SIP Phone and WebSDK issue
Incident Report for Plivo
Postmortem

Description

Today we had an incident blocking part of WebRTC clients to connect to our platform. One of our provider had an emergency maintenance on their datacenter where some of our servers for WebRTC registration are hosted. During the maintenance, some servers went down but the service was still operational. When the faulty servers were restored, they were re-deployed with a previous firewall configuration. This firewall configuration has very aggressive policies blocking excessive registration attempts and rate limiting packets. Because of those policies, the servers started to block legitimate traffic including WebRTC clients.

Timeline

  • May 13 18:33 UTC : Receiving alert regarding servers down in one datacenter
  • May 13 18:46 UTC : Provider is updating us regarding an emergency network maintenance
  • May 13 19:16 UTC : Servers are back but still not in production
  • May 13 19:37 UTC : Servers are back in production
  • May 13 21:13 UTC : Support Team is escalating to Devops Team tickets from some customers related to connection timeouts with WebRTC client.
  • May 13 21:27 UTC : Devops Team is investigating with the provider.
  • May 13 21:53 UTC : Root cause is identified. Firewall is blacklisting and rate limiting source IPs on the servers.
  • May 13 22:15 UTC : Firewall is flushed and restored with correct policies. Service is restored for all blocked IPs.

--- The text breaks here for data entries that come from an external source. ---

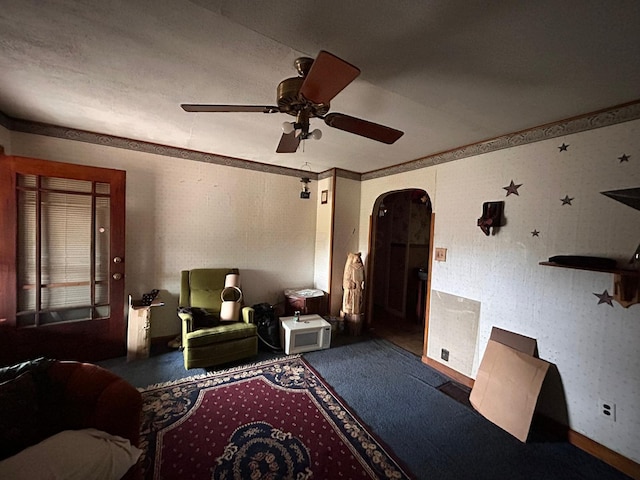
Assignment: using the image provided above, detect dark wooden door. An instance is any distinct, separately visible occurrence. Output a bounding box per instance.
[0,155,126,364]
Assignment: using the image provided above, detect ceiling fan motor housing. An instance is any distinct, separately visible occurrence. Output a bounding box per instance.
[278,77,330,118]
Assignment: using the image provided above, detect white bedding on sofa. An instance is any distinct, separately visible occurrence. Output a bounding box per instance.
[0,428,142,480]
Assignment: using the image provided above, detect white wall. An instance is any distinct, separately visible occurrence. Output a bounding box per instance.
[359,121,640,462]
[8,128,318,337]
[0,125,11,153]
[312,177,334,293]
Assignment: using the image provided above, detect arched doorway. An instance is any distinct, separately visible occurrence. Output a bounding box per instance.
[367,189,432,356]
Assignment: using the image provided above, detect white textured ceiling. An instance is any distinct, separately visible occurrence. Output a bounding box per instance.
[0,0,640,172]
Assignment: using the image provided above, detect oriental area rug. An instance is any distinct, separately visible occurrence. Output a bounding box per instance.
[141,356,411,480]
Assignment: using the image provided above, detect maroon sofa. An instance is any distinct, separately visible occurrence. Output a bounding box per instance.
[0,359,142,480]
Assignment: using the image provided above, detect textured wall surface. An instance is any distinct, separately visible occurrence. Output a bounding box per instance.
[8,132,317,336]
[360,121,640,462]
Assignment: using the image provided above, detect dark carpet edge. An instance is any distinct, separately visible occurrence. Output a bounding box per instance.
[300,356,417,480]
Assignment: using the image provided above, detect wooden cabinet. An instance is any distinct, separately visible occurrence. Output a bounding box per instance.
[127,295,164,362]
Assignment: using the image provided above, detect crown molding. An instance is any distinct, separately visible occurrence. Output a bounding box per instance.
[0,100,640,181]
[361,100,640,181]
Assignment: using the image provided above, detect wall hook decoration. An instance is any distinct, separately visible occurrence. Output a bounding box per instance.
[478,202,504,236]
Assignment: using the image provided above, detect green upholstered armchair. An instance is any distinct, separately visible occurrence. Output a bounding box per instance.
[178,268,258,369]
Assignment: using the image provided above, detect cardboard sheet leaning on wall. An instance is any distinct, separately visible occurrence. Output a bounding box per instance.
[469,327,549,442]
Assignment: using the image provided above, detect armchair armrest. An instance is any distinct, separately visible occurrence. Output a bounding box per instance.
[178,312,193,333]
[242,307,255,323]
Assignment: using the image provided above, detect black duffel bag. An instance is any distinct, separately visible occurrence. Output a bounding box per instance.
[252,303,282,352]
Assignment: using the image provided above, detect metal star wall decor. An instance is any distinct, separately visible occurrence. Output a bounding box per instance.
[560,195,575,205]
[594,290,613,307]
[502,180,522,197]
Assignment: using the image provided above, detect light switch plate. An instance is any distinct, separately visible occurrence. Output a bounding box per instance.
[436,247,447,262]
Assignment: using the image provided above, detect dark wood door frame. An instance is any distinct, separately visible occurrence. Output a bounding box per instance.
[0,155,126,364]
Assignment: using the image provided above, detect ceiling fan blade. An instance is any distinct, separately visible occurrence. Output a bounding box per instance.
[180,103,280,113]
[324,113,404,145]
[276,131,300,153]
[300,50,360,103]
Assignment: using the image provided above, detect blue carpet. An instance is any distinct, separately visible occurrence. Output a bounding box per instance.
[101,338,629,480]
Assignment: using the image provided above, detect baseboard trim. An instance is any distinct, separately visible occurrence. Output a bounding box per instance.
[422,355,473,388]
[151,333,180,347]
[567,429,640,480]
[422,355,640,480]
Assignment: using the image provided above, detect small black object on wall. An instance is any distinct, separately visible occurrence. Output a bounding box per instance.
[478,202,504,236]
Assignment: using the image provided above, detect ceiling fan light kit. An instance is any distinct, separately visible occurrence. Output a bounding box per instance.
[181,50,404,154]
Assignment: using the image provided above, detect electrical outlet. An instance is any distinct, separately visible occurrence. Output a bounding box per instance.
[598,400,616,422]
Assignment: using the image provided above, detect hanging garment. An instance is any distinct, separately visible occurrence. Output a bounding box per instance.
[342,253,364,315]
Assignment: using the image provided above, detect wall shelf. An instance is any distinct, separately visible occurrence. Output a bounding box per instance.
[540,262,640,308]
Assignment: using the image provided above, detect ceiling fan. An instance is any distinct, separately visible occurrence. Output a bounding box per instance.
[180,50,404,153]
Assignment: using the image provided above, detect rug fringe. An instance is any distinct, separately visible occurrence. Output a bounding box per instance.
[137,353,302,393]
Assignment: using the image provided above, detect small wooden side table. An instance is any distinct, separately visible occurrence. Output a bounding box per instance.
[127,295,164,362]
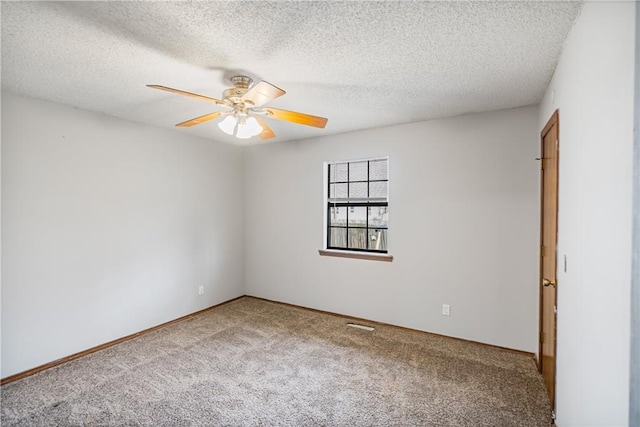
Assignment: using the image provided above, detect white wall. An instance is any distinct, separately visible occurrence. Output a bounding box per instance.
[245,107,540,352]
[538,2,635,427]
[2,93,244,377]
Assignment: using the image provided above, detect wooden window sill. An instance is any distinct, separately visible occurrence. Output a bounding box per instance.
[318,249,393,262]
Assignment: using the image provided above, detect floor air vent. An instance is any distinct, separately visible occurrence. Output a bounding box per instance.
[347,323,376,331]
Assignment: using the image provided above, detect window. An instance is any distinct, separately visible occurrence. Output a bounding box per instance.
[326,158,389,253]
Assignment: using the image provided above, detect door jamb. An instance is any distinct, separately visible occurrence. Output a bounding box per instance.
[536,109,560,412]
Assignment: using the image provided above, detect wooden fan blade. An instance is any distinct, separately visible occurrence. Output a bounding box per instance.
[253,116,276,139]
[265,108,328,128]
[176,111,222,128]
[242,81,286,107]
[147,85,226,105]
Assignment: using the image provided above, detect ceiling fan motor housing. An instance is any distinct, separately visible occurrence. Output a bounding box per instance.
[222,76,253,104]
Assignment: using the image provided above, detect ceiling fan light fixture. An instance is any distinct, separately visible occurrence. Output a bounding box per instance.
[218,115,238,135]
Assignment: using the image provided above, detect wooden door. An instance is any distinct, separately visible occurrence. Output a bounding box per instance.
[538,110,559,409]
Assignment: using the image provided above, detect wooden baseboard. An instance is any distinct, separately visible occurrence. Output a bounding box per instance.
[0,295,245,385]
[246,295,537,364]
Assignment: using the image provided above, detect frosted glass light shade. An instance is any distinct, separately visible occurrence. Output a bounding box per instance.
[236,117,262,139]
[218,116,237,135]
[247,117,263,136]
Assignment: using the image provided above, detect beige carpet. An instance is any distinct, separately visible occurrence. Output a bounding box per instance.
[1,297,551,427]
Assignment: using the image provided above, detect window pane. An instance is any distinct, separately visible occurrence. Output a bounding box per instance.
[349,228,367,249]
[329,206,347,227]
[369,159,389,181]
[349,206,367,227]
[369,206,389,228]
[329,227,347,248]
[369,228,387,251]
[349,182,367,199]
[349,162,368,181]
[369,181,389,199]
[329,163,347,182]
[329,184,347,199]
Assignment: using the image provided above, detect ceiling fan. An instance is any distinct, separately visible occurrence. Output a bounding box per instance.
[147,76,327,139]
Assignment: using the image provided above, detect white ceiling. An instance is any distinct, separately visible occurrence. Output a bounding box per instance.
[1,1,582,143]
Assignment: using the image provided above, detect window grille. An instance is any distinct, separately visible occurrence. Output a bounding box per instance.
[327,158,389,253]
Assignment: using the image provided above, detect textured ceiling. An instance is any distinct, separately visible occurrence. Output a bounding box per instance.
[1,1,582,143]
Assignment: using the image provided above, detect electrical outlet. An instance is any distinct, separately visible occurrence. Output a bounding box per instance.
[442,304,451,316]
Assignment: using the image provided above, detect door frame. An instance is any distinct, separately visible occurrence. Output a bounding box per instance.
[537,109,560,413]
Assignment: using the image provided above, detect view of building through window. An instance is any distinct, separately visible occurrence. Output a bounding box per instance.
[327,158,389,253]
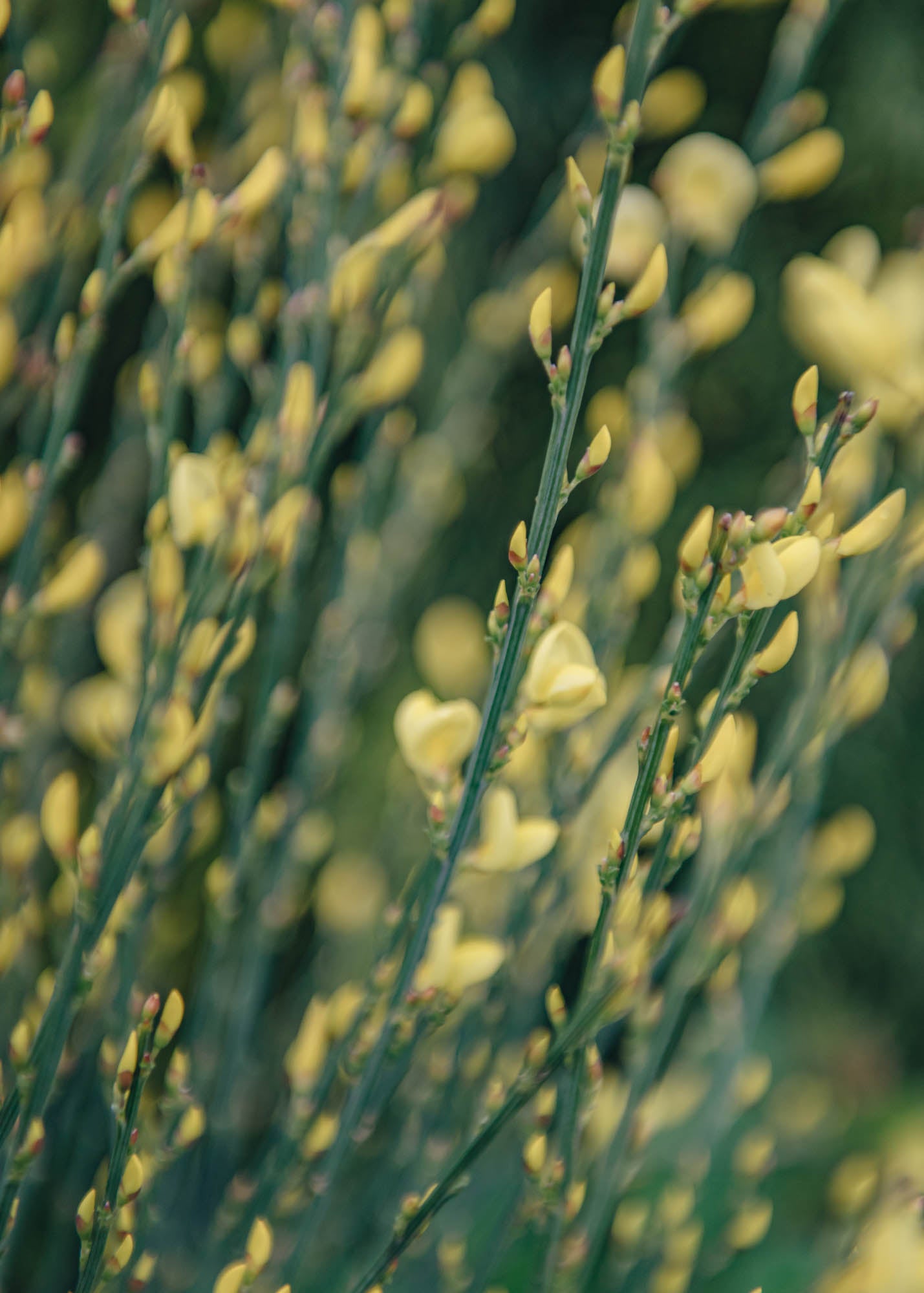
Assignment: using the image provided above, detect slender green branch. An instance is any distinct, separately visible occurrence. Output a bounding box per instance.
[350,990,611,1293]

What we are doing to prevent this problem in future

We have a monitoring system in place to alert us if there are too much connections and registration failures. Even with such monitoring, we were not able to catch an abnormal volume of blocked packets. We will now monitor the incoming traffic and raise an alert if the number of active packets on our registration ports is below a certain limit. We will also raise an alert if we see a sudden spike of packets dropped. Finally, we will make sure firewall configuration deployed is always the last version and past versions cannot be restored and installed on our production servers.

Posted May 13, 2017 - 23:51 UTC

Resolved
The issue has been resolved. The websocket service to register WebRTC clients was unresponsive for few minutes.
Posted May 13, 2017 - 22:20 UTC
Investigating
We are experiencing an issue with our SIP Registrar service impacting SIP Phones and WebSDK registration and calls.
Posted May 13, 2017 - 22:12 UTC